Mercati del credito: investment grade, high yield e obbligazioni convertibili
La recente volatilità degli spread creditizi, legata in particolare all'incertezza politica in Francia, ha fatto emergere opportunità di acquisto selettive. Nell'investment grade in euro (EUR IG), abbiamo approfittato del leggero ampliamento degli spread, che ci ha indotto a rivedere al rialzo la nostra visione sulla asset class. I fondamentali restano favorevoli, con più upgrade che downgrade in tutta Europa e nessun evento creditizio di rilievo. L'offerta è stata abbondante, soprattutto ad agosto, trainata in parte dalle emissioni "Reverse Yankee", ovvero società statunitensi che attingono ai mercati obbligazionari in euro, ma è stata adeguatamente assorbita dai solidi afflussi.
Per contro, l'investment grade statunitense appare meno interessante. Le valutazioni sono elevate, con stime del fair value a lungo termine molto superiori agli spread attuali.

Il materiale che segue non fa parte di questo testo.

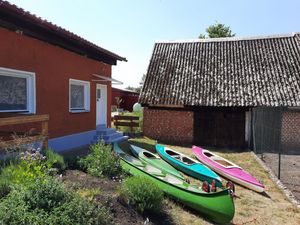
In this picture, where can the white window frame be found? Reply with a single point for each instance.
(86, 85)
(30, 86)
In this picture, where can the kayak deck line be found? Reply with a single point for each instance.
(216, 206)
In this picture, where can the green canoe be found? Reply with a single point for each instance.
(152, 159)
(216, 206)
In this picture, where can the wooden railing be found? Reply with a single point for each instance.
(126, 121)
(18, 120)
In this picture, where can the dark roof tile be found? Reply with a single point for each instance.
(253, 71)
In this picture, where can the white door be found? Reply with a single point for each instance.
(101, 104)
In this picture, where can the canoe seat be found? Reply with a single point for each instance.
(191, 188)
(173, 180)
(153, 170)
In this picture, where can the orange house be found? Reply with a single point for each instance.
(45, 69)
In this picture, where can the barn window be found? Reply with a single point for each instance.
(17, 91)
(79, 96)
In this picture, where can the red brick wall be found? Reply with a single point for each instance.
(53, 67)
(291, 130)
(169, 125)
(128, 99)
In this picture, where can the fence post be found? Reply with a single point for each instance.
(45, 133)
(280, 140)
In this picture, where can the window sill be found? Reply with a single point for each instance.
(79, 111)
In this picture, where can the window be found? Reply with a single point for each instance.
(79, 96)
(17, 91)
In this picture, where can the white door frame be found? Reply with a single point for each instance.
(101, 104)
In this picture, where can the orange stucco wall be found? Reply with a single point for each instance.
(53, 67)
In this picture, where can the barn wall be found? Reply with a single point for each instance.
(170, 126)
(291, 130)
(128, 99)
(53, 67)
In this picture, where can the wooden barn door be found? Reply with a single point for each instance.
(217, 127)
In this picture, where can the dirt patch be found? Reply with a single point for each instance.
(105, 192)
(290, 170)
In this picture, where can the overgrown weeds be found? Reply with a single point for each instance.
(102, 161)
(142, 194)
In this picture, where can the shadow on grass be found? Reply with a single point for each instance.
(265, 194)
(162, 218)
(148, 146)
(193, 212)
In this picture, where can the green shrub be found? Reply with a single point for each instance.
(73, 162)
(46, 194)
(102, 161)
(23, 173)
(4, 188)
(79, 211)
(14, 210)
(47, 202)
(54, 160)
(142, 194)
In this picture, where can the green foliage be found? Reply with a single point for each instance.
(54, 160)
(142, 194)
(135, 129)
(48, 202)
(218, 30)
(4, 188)
(14, 210)
(23, 172)
(102, 161)
(45, 194)
(79, 211)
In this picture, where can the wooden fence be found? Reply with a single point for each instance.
(18, 120)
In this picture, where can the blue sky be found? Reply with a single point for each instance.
(131, 27)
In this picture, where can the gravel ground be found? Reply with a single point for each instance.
(290, 170)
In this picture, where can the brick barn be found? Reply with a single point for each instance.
(204, 91)
(45, 69)
(128, 98)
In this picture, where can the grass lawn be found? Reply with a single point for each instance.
(251, 207)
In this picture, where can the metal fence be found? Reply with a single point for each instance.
(276, 140)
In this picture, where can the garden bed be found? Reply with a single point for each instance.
(251, 207)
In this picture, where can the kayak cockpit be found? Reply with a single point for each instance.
(149, 155)
(218, 159)
(180, 157)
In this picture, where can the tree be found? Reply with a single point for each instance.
(139, 88)
(218, 30)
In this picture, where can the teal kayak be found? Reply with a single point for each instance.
(154, 160)
(216, 206)
(188, 165)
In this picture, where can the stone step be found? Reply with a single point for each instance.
(105, 131)
(108, 136)
(111, 141)
(117, 140)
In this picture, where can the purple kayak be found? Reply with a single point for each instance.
(227, 169)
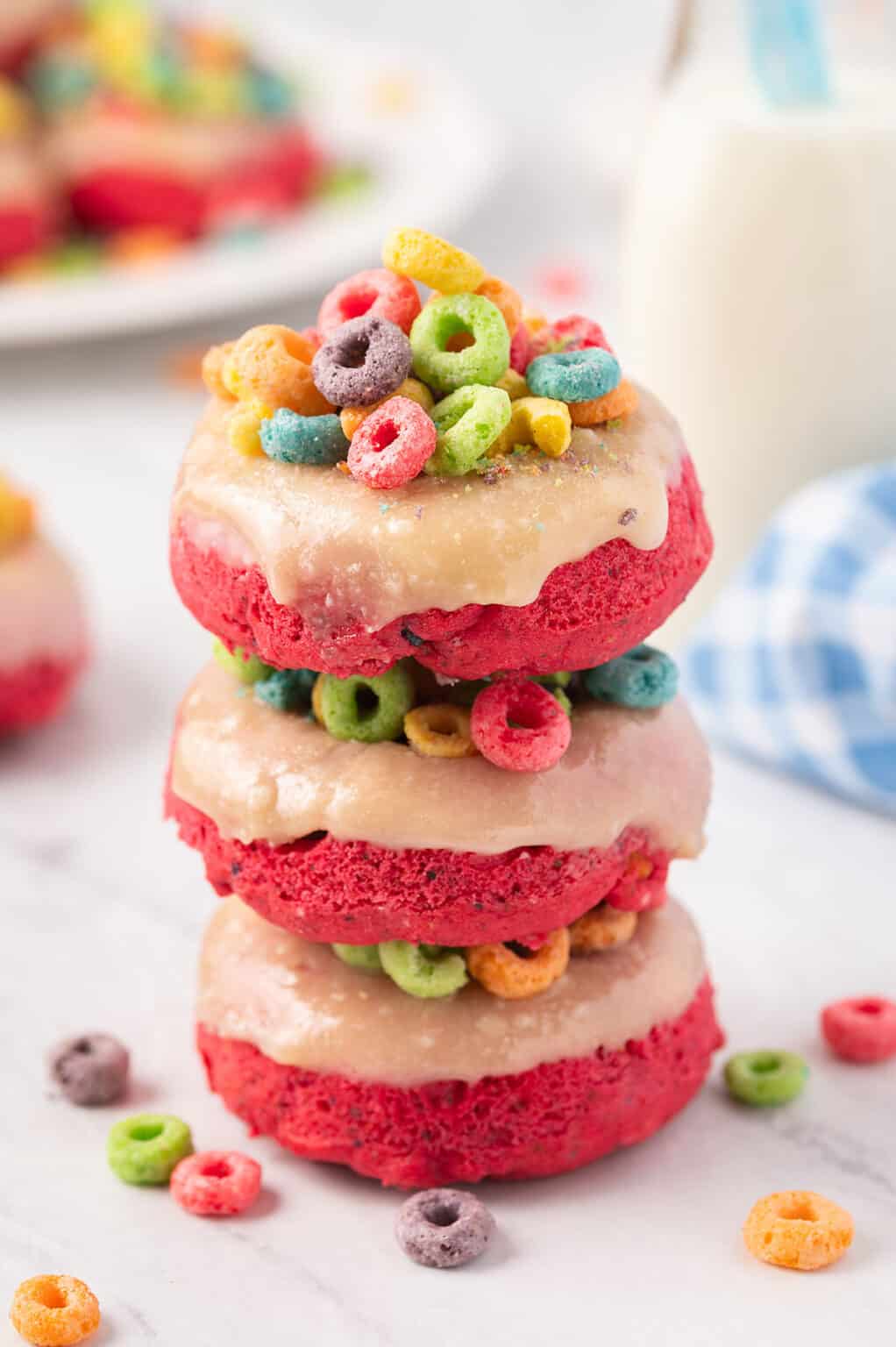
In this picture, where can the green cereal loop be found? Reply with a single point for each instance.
(765, 1078)
(466, 422)
(288, 690)
(423, 970)
(345, 714)
(360, 957)
(247, 668)
(146, 1148)
(482, 362)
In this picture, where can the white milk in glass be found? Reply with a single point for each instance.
(759, 282)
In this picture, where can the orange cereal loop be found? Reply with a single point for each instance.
(352, 417)
(212, 369)
(273, 364)
(514, 977)
(54, 1311)
(602, 929)
(439, 729)
(620, 402)
(798, 1230)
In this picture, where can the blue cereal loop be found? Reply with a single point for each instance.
(642, 678)
(574, 376)
(314, 441)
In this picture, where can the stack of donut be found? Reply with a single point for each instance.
(433, 769)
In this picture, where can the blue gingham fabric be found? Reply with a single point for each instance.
(795, 665)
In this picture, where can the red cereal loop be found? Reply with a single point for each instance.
(861, 1028)
(378, 293)
(216, 1183)
(572, 333)
(519, 726)
(520, 349)
(391, 445)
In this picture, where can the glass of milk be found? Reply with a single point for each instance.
(759, 278)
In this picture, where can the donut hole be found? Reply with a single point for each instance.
(442, 1214)
(800, 1210)
(217, 1170)
(50, 1296)
(764, 1063)
(146, 1132)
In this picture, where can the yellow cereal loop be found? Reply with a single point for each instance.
(798, 1230)
(620, 402)
(542, 422)
(17, 517)
(511, 977)
(602, 929)
(15, 118)
(244, 424)
(352, 417)
(431, 260)
(514, 384)
(439, 731)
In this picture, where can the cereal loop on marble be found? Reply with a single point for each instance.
(273, 366)
(512, 977)
(798, 1230)
(431, 260)
(439, 729)
(54, 1311)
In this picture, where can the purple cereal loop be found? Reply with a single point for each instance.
(361, 362)
(444, 1228)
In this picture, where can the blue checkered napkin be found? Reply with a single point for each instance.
(797, 661)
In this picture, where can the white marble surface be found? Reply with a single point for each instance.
(102, 915)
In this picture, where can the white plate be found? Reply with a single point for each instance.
(431, 162)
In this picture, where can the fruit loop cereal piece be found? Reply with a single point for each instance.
(54, 1311)
(512, 977)
(316, 441)
(371, 294)
(574, 376)
(216, 1183)
(444, 1228)
(541, 422)
(620, 402)
(344, 705)
(213, 364)
(765, 1078)
(431, 260)
(244, 427)
(468, 424)
(17, 515)
(602, 929)
(520, 349)
(800, 1230)
(514, 384)
(352, 417)
(361, 362)
(247, 668)
(439, 729)
(392, 445)
(642, 678)
(273, 366)
(90, 1070)
(519, 726)
(861, 1028)
(146, 1148)
(572, 333)
(481, 362)
(366, 957)
(288, 690)
(423, 970)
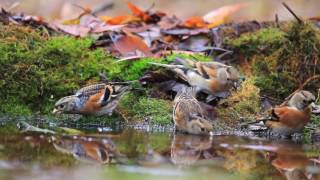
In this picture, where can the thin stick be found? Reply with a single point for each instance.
(294, 14)
(300, 88)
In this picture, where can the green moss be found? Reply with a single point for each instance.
(264, 40)
(242, 105)
(138, 107)
(277, 56)
(38, 71)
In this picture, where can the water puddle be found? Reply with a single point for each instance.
(136, 154)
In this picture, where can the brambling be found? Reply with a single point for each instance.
(292, 116)
(86, 149)
(209, 77)
(188, 115)
(97, 100)
(188, 149)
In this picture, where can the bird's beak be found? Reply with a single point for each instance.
(315, 108)
(236, 85)
(56, 111)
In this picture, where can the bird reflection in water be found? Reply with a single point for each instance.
(291, 161)
(87, 149)
(188, 149)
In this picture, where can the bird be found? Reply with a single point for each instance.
(209, 77)
(97, 100)
(188, 115)
(292, 116)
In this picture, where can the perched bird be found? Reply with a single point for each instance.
(292, 116)
(188, 115)
(97, 100)
(209, 77)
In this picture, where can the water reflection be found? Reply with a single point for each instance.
(135, 153)
(188, 149)
(86, 149)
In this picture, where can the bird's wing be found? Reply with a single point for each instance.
(91, 90)
(290, 116)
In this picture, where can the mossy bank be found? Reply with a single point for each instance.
(37, 70)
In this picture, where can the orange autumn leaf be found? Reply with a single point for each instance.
(138, 12)
(221, 15)
(75, 21)
(130, 44)
(195, 22)
(122, 19)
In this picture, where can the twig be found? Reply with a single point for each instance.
(294, 14)
(300, 88)
(277, 21)
(103, 7)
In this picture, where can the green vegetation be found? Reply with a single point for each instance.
(262, 41)
(138, 107)
(277, 56)
(243, 104)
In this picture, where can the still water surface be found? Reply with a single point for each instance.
(133, 154)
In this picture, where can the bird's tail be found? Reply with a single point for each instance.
(258, 125)
(170, 66)
(184, 62)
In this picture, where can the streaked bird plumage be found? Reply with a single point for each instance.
(188, 115)
(292, 116)
(98, 99)
(209, 77)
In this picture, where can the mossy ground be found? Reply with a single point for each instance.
(38, 70)
(276, 56)
(242, 105)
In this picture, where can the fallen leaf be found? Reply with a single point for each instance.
(195, 22)
(195, 43)
(221, 15)
(138, 12)
(169, 22)
(185, 31)
(75, 30)
(129, 44)
(76, 20)
(122, 19)
(106, 27)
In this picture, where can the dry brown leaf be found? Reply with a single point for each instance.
(75, 30)
(194, 22)
(138, 12)
(122, 19)
(221, 15)
(131, 45)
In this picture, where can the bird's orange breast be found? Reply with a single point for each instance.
(292, 117)
(92, 105)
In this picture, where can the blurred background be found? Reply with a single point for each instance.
(256, 9)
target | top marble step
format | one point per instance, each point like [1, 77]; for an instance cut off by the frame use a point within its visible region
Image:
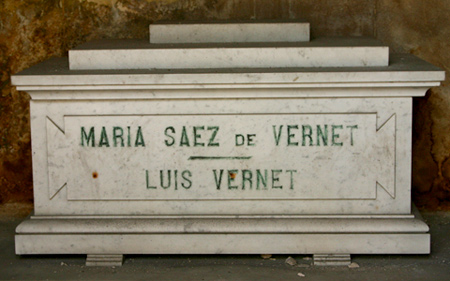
[225, 32]
[139, 54]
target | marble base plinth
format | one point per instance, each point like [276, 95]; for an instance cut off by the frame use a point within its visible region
[227, 235]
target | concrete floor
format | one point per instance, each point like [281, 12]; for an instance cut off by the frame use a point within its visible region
[226, 267]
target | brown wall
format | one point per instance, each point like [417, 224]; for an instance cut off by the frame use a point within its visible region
[34, 30]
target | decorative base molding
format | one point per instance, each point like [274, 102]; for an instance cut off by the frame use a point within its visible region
[104, 260]
[331, 260]
[332, 236]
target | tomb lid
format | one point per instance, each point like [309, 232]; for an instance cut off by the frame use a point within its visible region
[139, 54]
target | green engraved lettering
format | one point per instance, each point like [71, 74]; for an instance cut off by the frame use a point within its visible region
[306, 133]
[231, 177]
[251, 140]
[334, 135]
[171, 141]
[197, 136]
[247, 177]
[184, 141]
[218, 180]
[322, 135]
[161, 178]
[118, 134]
[292, 177]
[260, 179]
[215, 130]
[103, 138]
[129, 136]
[239, 140]
[292, 135]
[186, 175]
[147, 181]
[276, 135]
[275, 178]
[89, 138]
[175, 178]
[139, 138]
[351, 132]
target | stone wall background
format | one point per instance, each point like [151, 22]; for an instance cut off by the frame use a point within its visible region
[34, 30]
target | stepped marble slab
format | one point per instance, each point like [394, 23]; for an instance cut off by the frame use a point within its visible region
[139, 54]
[161, 33]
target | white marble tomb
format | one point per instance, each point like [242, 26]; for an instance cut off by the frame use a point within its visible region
[249, 141]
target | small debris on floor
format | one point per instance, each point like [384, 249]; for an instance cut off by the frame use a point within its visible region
[291, 261]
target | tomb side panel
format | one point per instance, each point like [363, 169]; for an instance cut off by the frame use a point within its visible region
[391, 196]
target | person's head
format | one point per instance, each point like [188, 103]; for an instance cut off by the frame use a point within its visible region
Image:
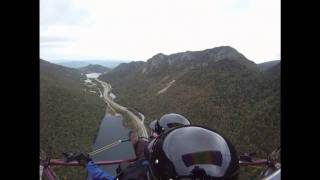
[169, 121]
[152, 129]
[192, 152]
[133, 136]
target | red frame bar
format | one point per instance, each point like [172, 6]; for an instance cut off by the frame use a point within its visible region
[48, 173]
[61, 162]
[254, 163]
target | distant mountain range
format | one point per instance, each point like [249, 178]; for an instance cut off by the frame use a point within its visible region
[94, 68]
[267, 65]
[217, 88]
[78, 64]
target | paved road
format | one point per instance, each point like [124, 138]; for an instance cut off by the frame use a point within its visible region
[138, 122]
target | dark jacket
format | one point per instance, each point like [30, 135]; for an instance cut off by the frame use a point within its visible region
[139, 148]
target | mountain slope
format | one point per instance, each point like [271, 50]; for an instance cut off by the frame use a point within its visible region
[218, 88]
[78, 64]
[94, 68]
[69, 117]
[267, 65]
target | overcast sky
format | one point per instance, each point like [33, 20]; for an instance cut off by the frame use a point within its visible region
[139, 29]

Sebbene i fondamentali rimangano solidi, l'assenza di un significativo ampliamento degli spread limita le opportunità di rafforzare l'esposizione. I tagli fiscali potrebbero sostenere in una certa misura gli emittenti, ma l'IG in euro rimane la nostra scelta preferita grazie alle valutazioni più interessanti (alla luce di fondamentali migliori) e al sacrificio di carry che comporta coprire il credito in USD rispetto all'euro.
Nell'high yield il nostro approccio rispecchia quello dell'IG. Abbiamo rivisto al rialzo l'HY in euro a neutrale e innalzato anche l'HY statunitense, mantenendo però una visione leggermente negativa su quest'ultimo. La svolta accomodante della Fed, anche nei settori più colpiti dai dazi come il retail e l'automobilistico, avvalora una posizione più costruttiva. Tuttavia, riscontriamo anche segnali di un comportamento meno favorevole al credito, tra cui l'aumento delle attività di M&A, eccessivi dividendi e un deterioramento dei rating. La selettività è fondamentale, con una preferenza per gli emittenti che presentano solidi fondamentali.
Abbiamo anche rialzato a neutrale il mercato delle obbligazioni convertibili in euro e cercheremo di acquistare in caso di ribassi imputabili alla debolezza del mercato azionario. Le obbligazioni convertibili hanno sovraperformato le azioni da inizio anno, sostenute dalla forte performance dei titoli sottostanti e da afflussi costanti, in particolare nelle emissioni denominate in euro. Le valutazioni mostrano opportunità nelle obbligazioni convertibili con profili delta contenuti, ovvero gli strumenti con una bassa sensibilità azionaria e scambiati più vicini al "bond floor".